I struggled to understand how the fuck that I, the viewer, could cast a vote for anyone without having seen any of the six dives that should have been the basis for my decision making.  Still, as with everything else about this show, it was simply wrong.  As wrong as the attire of one Vernon Kay.  He started presenting four weeks ago, dressed in a polo shirt and tailored shorts and espadrilles.He then moved on to the less stupid long trousers and a normal shirt to go with normal shoes.  Yesterday, the final seemed to have egged him on and he was in a waistcoat.  The snooker tables are over on BBC2, Vernon.

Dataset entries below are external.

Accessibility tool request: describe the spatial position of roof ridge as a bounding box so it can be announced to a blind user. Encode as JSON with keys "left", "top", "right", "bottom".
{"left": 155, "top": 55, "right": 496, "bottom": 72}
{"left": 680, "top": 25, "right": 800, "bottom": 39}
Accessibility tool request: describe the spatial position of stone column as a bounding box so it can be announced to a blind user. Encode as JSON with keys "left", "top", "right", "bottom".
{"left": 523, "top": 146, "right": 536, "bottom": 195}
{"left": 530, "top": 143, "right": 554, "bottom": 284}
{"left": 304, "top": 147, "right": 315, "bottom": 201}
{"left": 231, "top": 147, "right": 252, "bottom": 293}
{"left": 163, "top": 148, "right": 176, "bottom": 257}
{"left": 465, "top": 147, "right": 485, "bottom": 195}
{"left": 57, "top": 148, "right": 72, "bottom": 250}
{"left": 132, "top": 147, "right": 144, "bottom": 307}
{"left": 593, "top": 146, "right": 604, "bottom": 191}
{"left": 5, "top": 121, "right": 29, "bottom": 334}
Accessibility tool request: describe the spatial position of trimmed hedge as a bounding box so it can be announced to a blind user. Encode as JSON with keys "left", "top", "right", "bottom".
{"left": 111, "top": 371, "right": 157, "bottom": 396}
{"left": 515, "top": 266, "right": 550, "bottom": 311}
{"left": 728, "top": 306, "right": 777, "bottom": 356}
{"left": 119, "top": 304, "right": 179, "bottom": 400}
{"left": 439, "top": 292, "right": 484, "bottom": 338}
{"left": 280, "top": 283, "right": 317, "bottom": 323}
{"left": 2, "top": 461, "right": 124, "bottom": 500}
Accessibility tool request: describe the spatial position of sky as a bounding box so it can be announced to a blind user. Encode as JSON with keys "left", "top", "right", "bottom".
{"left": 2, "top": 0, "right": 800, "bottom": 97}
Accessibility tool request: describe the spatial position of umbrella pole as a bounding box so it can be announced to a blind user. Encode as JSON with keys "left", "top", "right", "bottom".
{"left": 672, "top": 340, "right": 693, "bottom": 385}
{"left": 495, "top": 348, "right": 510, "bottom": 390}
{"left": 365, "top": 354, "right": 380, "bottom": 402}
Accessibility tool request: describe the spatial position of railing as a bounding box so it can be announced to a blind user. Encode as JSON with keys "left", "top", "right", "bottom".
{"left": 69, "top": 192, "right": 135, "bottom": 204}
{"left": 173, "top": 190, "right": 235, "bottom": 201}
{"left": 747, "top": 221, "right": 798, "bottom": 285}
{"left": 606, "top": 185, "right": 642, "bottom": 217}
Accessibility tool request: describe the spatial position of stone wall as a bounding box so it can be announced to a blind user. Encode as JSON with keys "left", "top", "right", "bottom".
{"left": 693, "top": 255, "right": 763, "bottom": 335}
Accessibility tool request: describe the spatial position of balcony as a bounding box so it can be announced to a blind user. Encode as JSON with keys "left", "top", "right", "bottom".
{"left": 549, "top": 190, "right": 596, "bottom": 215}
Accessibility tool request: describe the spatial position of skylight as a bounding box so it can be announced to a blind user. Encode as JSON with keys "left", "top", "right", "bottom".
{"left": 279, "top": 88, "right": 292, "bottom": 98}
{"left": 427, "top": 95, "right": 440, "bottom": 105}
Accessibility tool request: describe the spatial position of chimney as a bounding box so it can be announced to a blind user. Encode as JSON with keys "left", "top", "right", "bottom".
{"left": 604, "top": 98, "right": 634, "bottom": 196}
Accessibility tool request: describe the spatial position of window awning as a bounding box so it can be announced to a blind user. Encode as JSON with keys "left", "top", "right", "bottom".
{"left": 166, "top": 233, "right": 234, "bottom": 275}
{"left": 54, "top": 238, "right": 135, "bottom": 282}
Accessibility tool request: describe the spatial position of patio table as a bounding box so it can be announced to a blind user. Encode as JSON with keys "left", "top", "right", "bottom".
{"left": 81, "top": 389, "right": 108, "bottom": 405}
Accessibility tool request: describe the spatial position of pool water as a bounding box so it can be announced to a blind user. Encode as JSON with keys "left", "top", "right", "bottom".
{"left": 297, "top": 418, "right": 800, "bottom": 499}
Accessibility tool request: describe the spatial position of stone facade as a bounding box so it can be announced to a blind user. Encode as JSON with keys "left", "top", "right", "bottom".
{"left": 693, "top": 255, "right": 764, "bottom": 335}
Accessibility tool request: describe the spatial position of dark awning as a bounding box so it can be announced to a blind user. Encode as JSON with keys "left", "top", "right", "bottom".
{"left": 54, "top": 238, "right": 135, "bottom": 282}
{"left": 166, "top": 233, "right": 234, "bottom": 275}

The little exchange with the three judges was, as ever, laughable.  Jo was inelegantly fat; I feel no awkwardness at all about referring to her weight or size, because that's all she can talk about, herself, linked to the general hobby of eating.  Could someone nudge her, please; either into the pool, or towards some new material.

Leon - "After four weeks being guided by us, everyone is an expert now."

Thank's Leon, for that.  However, with such a pompous and self congratulatory statement, you clearly need no thanks because you're patting yourself so hard on the back, a boiled sweet from 1985 just popped out!

Gabby - "Linda, you're the only lady in the field."

Talk about stating the obvious!  [Actually, the old nag was not quite grazing in a field, more shouting -or 'Barking' - excitedly into an unnecessary microphone].  At least Gabby said "lady" rather than "girl", with which I would have had an issue.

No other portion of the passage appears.